Autoimmunity appears to be the underlying pathogenesis in a subgroup of young fibromyalgia patients with associated small fiber neuropathy. Oaklander et al. described a group of juvenile chronic widespread pain patients with small fiber neuropathy. Most of these patients had serologic markers of disordered immunity [28].

In young women, there is an overlap between fibromyalgia and postural orthostatic tachycardia syndrome (POTS). POTS patients frequently have profound fatigue, sleep disturbances, and chronic pain [29]. Patients with POTS have exaggerated orthostatic tachycardia often following a viral illness or vaccination, suggesting autoimmunity may play a pathophysiological role in POTS [30]. A subset of POTS patients harbor mild small fiber neuropathy [31]. There is a clear link between adrenergic autoantibodies and POTS [32].

Independent clinicians have reported young girls developing severe fibromyalgia-like illness soon after HPV vaccination [33]. Small fiber neuropathy [34, 35] and antibodies against adrenergic or muscarinic receptors have been found in some of these patients [36, 37]. HPV vaccination syndrome may become a new tragic fibromyalgia model [38].

Adult individuals with Sjögren’s syndrome or systemic lupus erythematosus may also harbor fibromyalgia [39] and small fiber neuropathy [40, 41]. This “autoimmune neuropathic fibromyalgia” subgroup needs proper detection and may respond to different type of therapy.

New therapeutic drugs for “neuropathic” fibromyalgia

Current fibromyalgia analgesic-anti-neuropathic drugs are primitive and largely ineffective. Clearly, novel analgesics are needed. Dorsal root ganglia sodium channels are attractive fibromyalgia therapeutic targets. Nav1.7 and Nav1.8 sodium channel structure is well defined. Different types of sodium channel blockers are being developed [42, 43]. It is expected these new compounds will have more specific analgesic properties for fibromyalgia with less adverse effects. Additionally, Nav1.7 genomically guided, precision pharmacotherapy is in the horizon [44].

The “autoimmune” fibromyalgia subgroup may respond to different type A therapy. Oaklander et al. described good response to corticosteroids and immunoglobulin therapy in young individuals with widespread pain and underlying dysimmunity [28, 45]. “Autoimmune” POTS may also respond to intravenous immunoglobulin therapy [46]. There is little information on the use of immunoglobulin therapy in adult individuals with Sjögren’s syndrome or systemic lupus harboring small fiber neuropathy.

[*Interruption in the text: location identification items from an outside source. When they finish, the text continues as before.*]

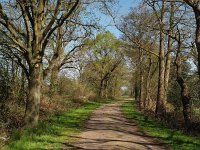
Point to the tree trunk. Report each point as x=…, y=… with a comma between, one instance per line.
x=168, y=57
x=148, y=79
x=185, y=95
x=141, y=94
x=34, y=94
x=160, y=103
x=54, y=80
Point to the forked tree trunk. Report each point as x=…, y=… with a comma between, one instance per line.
x=34, y=94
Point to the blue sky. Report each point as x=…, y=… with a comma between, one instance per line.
x=124, y=8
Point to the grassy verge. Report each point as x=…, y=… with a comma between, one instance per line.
x=54, y=133
x=175, y=139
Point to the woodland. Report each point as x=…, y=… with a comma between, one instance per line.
x=55, y=55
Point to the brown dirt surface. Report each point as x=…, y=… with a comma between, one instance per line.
x=108, y=129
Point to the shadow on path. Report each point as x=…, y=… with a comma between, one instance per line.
x=108, y=129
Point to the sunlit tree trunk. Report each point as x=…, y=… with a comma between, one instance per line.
x=160, y=103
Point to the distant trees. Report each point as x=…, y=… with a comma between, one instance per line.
x=104, y=64
x=27, y=31
x=158, y=36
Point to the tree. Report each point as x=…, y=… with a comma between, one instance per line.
x=104, y=58
x=27, y=27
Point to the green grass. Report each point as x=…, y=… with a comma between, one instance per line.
x=177, y=140
x=56, y=132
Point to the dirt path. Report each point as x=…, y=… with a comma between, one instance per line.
x=108, y=129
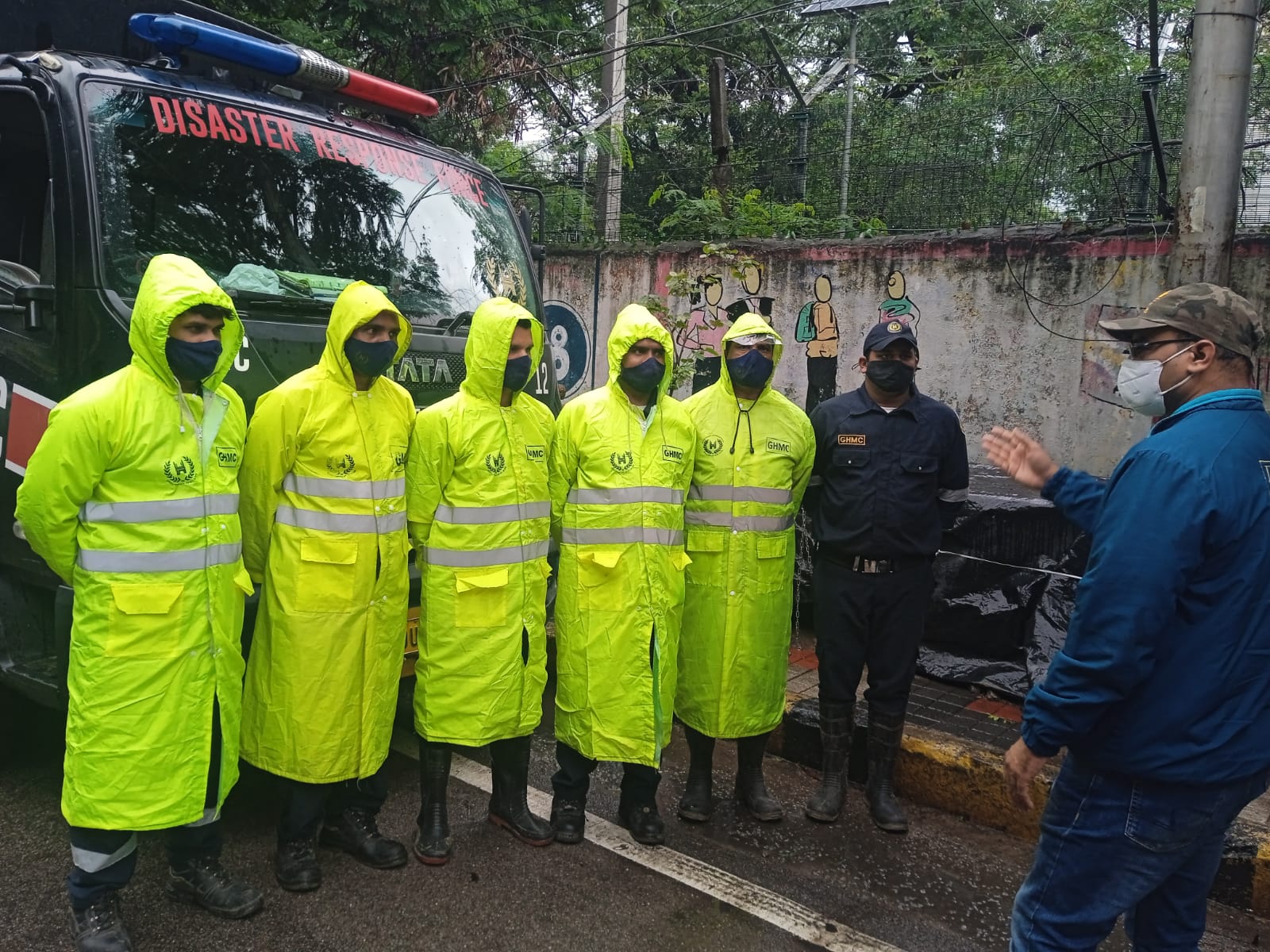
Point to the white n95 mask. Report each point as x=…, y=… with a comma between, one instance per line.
x=1138, y=385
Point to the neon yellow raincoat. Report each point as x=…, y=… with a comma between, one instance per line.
x=480, y=518
x=324, y=530
x=737, y=619
x=131, y=497
x=618, y=503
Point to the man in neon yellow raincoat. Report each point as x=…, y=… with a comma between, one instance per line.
x=324, y=530
x=480, y=517
x=131, y=498
x=622, y=465
x=753, y=461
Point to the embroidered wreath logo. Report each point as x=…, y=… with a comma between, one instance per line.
x=179, y=470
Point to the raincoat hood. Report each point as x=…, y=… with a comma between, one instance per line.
x=359, y=304
x=488, y=344
x=171, y=286
x=635, y=323
x=743, y=327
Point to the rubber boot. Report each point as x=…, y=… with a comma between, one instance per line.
x=751, y=791
x=99, y=927
x=837, y=720
x=433, y=843
x=508, y=804
x=886, y=733
x=696, y=803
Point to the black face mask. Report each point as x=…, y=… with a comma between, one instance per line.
x=643, y=378
x=192, y=361
x=891, y=376
x=518, y=374
x=751, y=370
x=370, y=359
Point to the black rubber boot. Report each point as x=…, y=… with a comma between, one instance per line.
x=886, y=733
x=295, y=866
x=508, y=804
x=99, y=927
x=205, y=882
x=569, y=820
x=837, y=721
x=696, y=804
x=357, y=835
x=433, y=843
x=751, y=791
x=645, y=823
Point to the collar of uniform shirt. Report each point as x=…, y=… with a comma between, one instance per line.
x=864, y=404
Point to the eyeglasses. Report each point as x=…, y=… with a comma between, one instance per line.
x=1137, y=352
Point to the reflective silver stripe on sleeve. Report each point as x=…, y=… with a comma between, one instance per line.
x=340, y=522
x=480, y=559
x=162, y=509
x=626, y=494
x=343, y=489
x=741, y=524
x=89, y=861
x=492, y=514
x=99, y=560
x=741, y=494
x=630, y=533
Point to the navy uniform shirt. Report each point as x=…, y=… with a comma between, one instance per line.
x=886, y=486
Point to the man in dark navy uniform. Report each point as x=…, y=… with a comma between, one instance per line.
x=891, y=475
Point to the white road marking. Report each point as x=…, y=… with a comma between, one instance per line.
x=761, y=903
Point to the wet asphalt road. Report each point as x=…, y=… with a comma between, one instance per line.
x=948, y=886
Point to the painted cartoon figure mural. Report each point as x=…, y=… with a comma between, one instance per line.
x=704, y=333
x=818, y=329
x=897, y=304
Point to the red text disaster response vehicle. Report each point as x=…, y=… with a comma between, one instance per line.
x=285, y=187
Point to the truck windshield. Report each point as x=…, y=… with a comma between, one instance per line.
x=276, y=209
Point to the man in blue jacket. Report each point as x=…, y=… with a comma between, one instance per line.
x=1162, y=692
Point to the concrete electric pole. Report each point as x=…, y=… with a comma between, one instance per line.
x=613, y=79
x=1217, y=112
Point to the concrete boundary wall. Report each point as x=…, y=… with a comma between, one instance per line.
x=995, y=353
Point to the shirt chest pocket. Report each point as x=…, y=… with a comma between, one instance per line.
x=918, y=470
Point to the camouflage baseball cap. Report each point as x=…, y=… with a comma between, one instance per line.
x=1206, y=311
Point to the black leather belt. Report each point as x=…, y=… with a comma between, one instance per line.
x=876, y=566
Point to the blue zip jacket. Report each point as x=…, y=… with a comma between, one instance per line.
x=1166, y=670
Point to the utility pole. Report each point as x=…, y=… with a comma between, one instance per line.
x=613, y=80
x=721, y=143
x=846, y=140
x=1217, y=112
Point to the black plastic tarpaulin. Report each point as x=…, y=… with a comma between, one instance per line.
x=1005, y=584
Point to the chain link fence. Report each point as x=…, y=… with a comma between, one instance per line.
x=965, y=155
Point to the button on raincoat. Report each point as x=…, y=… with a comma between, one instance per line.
x=324, y=530
x=618, y=503
x=749, y=480
x=480, y=518
x=131, y=498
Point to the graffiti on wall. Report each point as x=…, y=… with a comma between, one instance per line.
x=897, y=305
x=818, y=328
x=571, y=347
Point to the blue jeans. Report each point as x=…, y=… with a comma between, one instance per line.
x=1111, y=844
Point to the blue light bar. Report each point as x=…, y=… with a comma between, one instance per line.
x=175, y=33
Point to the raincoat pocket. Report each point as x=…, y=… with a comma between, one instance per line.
x=327, y=573
x=772, y=573
x=601, y=581
x=480, y=598
x=145, y=621
x=706, y=558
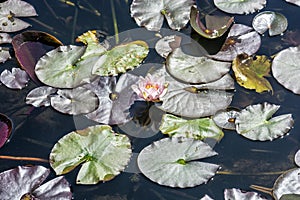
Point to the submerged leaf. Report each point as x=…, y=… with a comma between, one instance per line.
x=173, y=162
x=250, y=71
x=199, y=129
x=216, y=26
x=255, y=122
x=101, y=152
x=275, y=22
x=151, y=13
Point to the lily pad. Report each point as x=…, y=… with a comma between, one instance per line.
x=40, y=96
x=197, y=128
x=250, y=71
x=275, y=22
x=16, y=79
x=101, y=152
x=286, y=67
x=75, y=101
x=151, y=13
x=240, y=39
x=240, y=7
x=287, y=183
x=255, y=122
x=172, y=162
x=11, y=9
x=193, y=69
x=216, y=26
x=25, y=182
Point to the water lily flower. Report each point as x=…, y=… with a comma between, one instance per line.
x=151, y=88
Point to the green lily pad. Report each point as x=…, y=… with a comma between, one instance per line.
x=255, y=122
x=240, y=6
x=197, y=128
x=172, y=162
x=151, y=13
x=193, y=69
x=250, y=71
x=101, y=152
x=275, y=22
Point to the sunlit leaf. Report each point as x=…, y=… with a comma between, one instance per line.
x=237, y=194
x=6, y=127
x=255, y=122
x=151, y=13
x=16, y=79
x=215, y=27
x=250, y=71
x=173, y=162
x=193, y=69
x=11, y=9
x=25, y=182
x=40, y=96
x=240, y=39
x=286, y=68
x=287, y=183
x=196, y=128
x=101, y=153
x=275, y=22
x=241, y=6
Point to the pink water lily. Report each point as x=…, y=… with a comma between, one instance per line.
x=150, y=88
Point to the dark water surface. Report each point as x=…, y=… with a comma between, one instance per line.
x=37, y=132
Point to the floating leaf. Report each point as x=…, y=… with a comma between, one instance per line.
x=193, y=69
x=40, y=96
x=275, y=22
x=16, y=79
x=6, y=126
x=151, y=13
x=240, y=7
x=114, y=98
x=75, y=101
x=286, y=68
x=237, y=194
x=216, y=26
x=287, y=183
x=250, y=71
x=101, y=152
x=25, y=182
x=255, y=122
x=172, y=162
x=11, y=9
x=240, y=39
x=197, y=128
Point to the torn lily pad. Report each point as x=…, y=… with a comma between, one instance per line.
x=173, y=162
x=26, y=183
x=16, y=79
x=250, y=71
x=10, y=10
x=286, y=68
x=240, y=7
x=150, y=14
x=191, y=69
x=215, y=27
x=196, y=128
x=100, y=152
x=275, y=22
x=255, y=122
x=74, y=101
x=240, y=39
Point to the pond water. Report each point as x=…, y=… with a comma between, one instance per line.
x=37, y=130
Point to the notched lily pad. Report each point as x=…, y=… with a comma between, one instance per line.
x=173, y=162
x=199, y=129
x=255, y=122
x=275, y=22
x=101, y=153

Even if the new more focused neuropathic pain medications prove its efficacy, multimodal therapy directed to regain autonomic nervous system resilience will probably remain the most effective fibromyalgia therapy.

Conclusion

Recent research has demonstrated the presence of small fiber neuropathy in a large percentage of fibromyalgia patients. This new information reinforces fibromyalgia pain authenticity. Skin biopsy and corneal confocal microscopy will likely become objective procedures to confirm the presence of small fiber neuropathy in fibromyalgia. The recognition of small fiber neuropathy in fibromyalgia supports fibromyalgia dysautonomia nature. Dorsal root ganglia sodium channel blockers are potential therapeutic targets. A subgroup of young individuals with autoimmune neuropathic fibromyalgia may respond to corticosteroids and immunoglobulin therapy.